ASTRONAUTS aboard the International Space Station (ISS) had to flee the craft yesterday after a piece of space junk hurtling at 17,500mph forced an emergency evacuation.
The three crew members – two Americans and one Russian – had to scramble into a Russian Soyuz spaceship docked at the station to seek shelter as the debris, speeding through orbit seven times faster than a rifle bullet, came close to striking the s
tation 220 miles above Earth.
The fragment, measuring just one-third of an inch in diameter, came from a defunct US rocket motor.
Despite its size, such debris is capable of piercing a hole through the station's hull, leading to rapid depressurisation – and death for the crew.
Commander Mike Fincke and Sandra Magnus, both from Nasa, and Russian flight engineer Yuri Lonchakov, huddled in the Soyuz – whose life support systems run independent of the space station – as experts on the ground monitored the fragment's path with telescopes. They were given the all clear at 4:45pm.
"We are reactivating all space station systems so we can get back to business," said Kelly Humphries, a Nasa spokesman.
In the eight years that astronauts have lived there, the space station has had to shift orbit eight times to avoid collisions with dangerous space junk.
But Mr Humphries said: "This is the first time we have had to evacuate and shelter in a Soyuz."
Nasa tracks about 25,000 items of orbiting debris from the ground, ranging from used rocket parts to defunct satellites.
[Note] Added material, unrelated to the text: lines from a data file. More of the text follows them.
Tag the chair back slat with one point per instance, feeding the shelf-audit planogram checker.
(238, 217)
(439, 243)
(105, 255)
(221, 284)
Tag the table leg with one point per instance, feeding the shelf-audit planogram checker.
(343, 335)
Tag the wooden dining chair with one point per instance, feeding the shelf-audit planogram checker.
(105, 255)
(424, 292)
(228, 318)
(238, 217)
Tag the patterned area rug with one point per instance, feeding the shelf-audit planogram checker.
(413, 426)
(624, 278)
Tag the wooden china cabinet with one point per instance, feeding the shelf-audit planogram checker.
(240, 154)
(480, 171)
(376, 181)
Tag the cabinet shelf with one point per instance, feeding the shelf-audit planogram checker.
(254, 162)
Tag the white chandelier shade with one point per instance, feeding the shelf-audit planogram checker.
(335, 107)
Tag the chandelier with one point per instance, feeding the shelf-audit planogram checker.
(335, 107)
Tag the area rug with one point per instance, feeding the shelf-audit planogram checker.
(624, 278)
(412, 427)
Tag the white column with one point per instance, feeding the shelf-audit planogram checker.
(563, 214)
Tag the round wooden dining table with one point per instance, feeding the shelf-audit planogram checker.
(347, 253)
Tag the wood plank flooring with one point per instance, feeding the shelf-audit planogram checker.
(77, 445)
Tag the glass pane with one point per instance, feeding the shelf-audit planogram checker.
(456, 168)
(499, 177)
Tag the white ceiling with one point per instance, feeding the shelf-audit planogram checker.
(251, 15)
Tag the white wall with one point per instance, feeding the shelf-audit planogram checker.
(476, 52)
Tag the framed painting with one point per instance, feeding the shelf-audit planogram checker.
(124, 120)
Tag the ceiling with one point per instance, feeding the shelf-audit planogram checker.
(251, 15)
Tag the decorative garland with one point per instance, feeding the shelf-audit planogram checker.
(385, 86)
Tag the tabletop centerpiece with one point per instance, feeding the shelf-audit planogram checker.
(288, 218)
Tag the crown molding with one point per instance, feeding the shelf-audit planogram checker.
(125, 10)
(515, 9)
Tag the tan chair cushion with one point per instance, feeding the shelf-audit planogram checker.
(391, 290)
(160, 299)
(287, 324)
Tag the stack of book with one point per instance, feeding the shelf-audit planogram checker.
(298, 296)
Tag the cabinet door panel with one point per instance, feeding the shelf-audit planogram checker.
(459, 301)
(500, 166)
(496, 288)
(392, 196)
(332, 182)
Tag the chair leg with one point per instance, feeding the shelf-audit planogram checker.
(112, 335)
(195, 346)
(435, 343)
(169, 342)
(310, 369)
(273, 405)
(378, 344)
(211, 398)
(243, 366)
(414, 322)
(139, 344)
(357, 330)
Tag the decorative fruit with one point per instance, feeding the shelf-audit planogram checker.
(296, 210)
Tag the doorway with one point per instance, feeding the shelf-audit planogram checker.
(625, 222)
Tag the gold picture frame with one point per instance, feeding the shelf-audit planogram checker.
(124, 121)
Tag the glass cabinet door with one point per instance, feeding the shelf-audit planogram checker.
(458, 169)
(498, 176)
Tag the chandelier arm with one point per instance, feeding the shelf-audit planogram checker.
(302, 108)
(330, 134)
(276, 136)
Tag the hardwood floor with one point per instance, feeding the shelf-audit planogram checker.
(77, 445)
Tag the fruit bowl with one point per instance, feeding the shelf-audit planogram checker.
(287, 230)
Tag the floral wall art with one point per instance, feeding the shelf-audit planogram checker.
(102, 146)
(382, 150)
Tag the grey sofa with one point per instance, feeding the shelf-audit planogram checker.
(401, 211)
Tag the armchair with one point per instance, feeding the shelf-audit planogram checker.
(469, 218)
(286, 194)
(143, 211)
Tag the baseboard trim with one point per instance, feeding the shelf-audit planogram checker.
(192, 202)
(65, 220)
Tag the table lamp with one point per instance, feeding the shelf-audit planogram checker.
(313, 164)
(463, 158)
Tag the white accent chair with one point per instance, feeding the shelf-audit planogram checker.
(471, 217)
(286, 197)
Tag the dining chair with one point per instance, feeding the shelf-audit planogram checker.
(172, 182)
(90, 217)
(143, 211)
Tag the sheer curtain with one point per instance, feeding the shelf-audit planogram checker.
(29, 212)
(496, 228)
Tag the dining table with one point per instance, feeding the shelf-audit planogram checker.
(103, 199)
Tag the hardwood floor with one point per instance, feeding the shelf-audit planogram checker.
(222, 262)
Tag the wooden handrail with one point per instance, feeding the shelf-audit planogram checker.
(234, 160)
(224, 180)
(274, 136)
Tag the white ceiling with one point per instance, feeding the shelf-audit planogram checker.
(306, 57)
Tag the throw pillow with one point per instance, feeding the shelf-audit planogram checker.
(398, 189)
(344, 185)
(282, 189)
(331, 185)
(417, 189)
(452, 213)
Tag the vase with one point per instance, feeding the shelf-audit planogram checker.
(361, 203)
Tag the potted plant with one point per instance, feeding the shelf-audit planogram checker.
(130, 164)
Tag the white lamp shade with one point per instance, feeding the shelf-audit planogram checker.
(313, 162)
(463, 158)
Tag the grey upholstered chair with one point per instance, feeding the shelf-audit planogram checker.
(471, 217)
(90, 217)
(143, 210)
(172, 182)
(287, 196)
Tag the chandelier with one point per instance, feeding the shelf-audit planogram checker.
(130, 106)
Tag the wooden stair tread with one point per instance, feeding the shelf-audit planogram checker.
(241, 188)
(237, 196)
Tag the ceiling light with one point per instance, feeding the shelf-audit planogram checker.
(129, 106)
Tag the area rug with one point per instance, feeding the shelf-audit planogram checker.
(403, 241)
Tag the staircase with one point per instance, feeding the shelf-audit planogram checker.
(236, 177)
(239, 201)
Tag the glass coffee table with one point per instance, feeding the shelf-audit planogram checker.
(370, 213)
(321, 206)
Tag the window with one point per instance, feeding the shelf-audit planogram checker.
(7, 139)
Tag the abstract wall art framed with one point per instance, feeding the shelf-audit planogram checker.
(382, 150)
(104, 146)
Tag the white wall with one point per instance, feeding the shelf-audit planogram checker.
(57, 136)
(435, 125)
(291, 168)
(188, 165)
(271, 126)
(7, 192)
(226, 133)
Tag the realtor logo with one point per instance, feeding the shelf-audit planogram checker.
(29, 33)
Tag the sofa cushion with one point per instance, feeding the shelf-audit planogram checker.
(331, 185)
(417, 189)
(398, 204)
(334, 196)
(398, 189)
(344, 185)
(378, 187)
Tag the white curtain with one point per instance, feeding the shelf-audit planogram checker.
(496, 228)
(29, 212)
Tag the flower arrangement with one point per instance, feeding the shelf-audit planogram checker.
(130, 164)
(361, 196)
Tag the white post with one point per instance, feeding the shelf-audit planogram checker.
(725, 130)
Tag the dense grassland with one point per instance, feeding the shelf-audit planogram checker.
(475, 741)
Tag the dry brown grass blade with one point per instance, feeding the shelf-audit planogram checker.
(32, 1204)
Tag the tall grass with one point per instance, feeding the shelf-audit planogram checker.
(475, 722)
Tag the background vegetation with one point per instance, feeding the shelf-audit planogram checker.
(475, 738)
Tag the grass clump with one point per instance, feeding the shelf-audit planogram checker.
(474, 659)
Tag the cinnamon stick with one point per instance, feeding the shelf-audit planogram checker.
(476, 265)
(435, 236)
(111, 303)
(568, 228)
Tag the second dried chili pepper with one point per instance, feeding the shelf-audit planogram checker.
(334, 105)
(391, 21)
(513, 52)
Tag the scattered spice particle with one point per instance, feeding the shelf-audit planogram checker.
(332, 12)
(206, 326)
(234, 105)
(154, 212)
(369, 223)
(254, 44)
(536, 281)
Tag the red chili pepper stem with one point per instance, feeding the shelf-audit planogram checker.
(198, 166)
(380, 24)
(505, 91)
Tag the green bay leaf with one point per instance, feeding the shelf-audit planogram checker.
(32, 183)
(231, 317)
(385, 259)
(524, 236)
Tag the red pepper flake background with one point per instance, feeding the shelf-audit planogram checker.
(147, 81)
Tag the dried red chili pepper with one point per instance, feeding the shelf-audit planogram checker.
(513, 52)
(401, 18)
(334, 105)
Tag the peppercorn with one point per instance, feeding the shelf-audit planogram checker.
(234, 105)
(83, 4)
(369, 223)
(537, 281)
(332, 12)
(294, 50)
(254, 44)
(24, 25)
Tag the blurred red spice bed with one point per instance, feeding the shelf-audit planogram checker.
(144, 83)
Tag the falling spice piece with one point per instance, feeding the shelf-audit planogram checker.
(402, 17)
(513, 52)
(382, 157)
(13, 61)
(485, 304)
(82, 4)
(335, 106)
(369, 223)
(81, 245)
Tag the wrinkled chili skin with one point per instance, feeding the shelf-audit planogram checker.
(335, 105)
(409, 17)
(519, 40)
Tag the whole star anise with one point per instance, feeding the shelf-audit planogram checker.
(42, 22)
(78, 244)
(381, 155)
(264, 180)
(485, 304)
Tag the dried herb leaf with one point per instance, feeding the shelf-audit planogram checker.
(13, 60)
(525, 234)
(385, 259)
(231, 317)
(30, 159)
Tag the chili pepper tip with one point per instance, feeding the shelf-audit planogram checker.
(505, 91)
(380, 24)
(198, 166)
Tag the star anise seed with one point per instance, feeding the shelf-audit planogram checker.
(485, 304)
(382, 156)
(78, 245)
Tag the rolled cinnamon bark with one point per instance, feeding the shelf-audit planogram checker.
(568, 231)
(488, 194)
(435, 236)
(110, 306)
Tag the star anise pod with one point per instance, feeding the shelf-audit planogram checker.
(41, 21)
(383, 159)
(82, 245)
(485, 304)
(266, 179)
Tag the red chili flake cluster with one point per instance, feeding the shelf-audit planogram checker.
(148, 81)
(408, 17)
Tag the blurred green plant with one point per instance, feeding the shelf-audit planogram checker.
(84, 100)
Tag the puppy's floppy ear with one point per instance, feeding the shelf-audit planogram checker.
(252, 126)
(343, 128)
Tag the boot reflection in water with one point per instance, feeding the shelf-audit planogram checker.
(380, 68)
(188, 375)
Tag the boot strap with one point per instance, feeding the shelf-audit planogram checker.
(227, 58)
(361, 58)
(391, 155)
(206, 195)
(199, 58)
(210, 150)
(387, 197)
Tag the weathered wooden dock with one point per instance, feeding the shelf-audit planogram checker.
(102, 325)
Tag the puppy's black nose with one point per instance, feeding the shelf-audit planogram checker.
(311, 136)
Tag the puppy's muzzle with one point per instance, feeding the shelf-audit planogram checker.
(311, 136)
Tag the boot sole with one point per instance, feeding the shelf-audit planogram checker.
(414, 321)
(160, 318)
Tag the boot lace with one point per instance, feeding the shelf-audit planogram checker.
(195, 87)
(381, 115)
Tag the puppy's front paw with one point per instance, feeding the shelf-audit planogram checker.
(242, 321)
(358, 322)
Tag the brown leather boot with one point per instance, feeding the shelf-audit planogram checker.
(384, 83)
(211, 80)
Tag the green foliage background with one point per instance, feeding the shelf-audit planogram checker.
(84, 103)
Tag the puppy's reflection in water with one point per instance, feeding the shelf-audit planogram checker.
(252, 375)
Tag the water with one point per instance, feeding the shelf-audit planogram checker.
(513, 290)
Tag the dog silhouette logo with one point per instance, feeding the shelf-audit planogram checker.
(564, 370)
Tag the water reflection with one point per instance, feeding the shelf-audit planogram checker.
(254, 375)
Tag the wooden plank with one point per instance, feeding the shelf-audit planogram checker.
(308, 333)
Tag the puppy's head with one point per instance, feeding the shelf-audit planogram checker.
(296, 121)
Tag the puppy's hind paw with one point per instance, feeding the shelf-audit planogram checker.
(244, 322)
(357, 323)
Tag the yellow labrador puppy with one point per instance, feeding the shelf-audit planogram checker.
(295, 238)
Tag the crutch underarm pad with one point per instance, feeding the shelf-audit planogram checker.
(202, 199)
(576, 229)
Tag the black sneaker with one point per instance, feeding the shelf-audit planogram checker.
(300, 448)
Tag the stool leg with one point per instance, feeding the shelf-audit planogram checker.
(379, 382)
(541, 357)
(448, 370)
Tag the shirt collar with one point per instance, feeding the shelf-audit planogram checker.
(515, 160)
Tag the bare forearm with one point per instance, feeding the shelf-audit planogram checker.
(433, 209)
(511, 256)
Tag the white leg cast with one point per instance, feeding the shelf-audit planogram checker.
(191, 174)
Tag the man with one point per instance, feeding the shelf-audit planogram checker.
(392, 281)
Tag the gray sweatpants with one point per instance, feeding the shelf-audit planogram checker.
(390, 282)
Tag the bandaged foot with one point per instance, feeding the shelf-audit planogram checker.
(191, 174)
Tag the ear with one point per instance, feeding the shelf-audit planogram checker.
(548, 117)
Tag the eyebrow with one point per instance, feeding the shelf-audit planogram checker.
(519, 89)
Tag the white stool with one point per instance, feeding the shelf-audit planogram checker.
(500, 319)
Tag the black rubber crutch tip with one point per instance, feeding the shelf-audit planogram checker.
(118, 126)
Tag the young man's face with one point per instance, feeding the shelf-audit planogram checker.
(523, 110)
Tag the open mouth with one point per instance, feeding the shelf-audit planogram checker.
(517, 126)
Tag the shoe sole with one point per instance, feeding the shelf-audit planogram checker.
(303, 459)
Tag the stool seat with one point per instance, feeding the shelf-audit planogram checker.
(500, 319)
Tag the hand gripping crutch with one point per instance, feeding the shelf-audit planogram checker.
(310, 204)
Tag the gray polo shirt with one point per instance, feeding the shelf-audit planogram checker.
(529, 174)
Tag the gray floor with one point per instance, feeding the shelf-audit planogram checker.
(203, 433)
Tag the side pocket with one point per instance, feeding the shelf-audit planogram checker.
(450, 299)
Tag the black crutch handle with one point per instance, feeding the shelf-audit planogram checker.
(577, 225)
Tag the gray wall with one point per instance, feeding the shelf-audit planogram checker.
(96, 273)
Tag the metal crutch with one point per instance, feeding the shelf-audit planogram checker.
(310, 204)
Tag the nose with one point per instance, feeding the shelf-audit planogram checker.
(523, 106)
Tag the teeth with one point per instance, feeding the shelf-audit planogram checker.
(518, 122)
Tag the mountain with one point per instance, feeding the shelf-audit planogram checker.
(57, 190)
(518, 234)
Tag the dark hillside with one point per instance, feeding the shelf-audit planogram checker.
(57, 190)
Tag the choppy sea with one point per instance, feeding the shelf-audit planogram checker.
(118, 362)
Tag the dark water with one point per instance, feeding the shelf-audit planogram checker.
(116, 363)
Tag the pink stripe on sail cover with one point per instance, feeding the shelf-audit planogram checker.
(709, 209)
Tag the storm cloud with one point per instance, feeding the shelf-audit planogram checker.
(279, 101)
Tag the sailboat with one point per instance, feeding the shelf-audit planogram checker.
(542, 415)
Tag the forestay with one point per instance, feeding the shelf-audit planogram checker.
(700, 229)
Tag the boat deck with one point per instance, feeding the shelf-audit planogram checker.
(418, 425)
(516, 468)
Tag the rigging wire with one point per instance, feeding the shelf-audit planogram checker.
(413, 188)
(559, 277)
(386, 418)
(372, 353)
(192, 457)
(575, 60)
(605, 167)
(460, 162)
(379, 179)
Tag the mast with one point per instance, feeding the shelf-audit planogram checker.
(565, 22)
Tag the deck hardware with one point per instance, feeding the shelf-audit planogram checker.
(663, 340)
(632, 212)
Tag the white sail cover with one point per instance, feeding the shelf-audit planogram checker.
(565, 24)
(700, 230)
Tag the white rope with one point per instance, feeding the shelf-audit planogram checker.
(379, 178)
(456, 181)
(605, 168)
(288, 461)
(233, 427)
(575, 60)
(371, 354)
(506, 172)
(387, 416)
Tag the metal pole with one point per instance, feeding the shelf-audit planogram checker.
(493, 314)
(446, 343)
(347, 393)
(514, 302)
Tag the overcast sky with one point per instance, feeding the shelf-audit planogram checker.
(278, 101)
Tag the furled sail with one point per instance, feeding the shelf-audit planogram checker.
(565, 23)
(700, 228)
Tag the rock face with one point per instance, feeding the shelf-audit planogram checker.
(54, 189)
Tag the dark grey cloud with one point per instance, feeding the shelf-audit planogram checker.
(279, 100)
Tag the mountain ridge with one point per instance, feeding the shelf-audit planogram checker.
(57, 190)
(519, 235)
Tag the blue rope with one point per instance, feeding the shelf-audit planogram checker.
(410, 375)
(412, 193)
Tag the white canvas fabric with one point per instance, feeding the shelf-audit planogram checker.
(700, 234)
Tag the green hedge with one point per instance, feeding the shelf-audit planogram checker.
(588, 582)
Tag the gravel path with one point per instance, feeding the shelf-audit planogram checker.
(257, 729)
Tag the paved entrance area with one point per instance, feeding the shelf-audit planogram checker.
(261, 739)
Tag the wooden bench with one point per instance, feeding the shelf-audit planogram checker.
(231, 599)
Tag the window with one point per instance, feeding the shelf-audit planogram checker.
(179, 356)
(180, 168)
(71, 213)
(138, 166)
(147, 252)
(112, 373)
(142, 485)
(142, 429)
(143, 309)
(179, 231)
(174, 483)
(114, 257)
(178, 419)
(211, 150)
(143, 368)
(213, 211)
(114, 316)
Space junk is considered a serious threat to the 800 or so commercial and military satellites estimated to be operating in space as well as to the International Space Station. There are more than 18,000 pieces of debris catalogued.
The incident occurred only a day after Nasa postponed until Sunday the scheduled launch of the space shuttle Discovery on a mission to the space station. The US space agency blamed a hydrogen leak during fuelling for the postponement.
The purpose of the shuttle flight – the first of five planned for this year – is to deliver a final set of solar power panels to the space station and to transport Japan's first astronaut, who will serve as a member of the station's crew.
The ISS was assembled in space; construction began in 1998 and is expected to be completed by 2011.
The space station is in low earth orbit, currently 220 miles above the planet's surface, and can be seen with the naked eye.
The International Space Station, the largest ever launched into orbit, serves primarily as a research laboratory, but has become a destination for space tourism, with six visitors paying £17 million each to visit.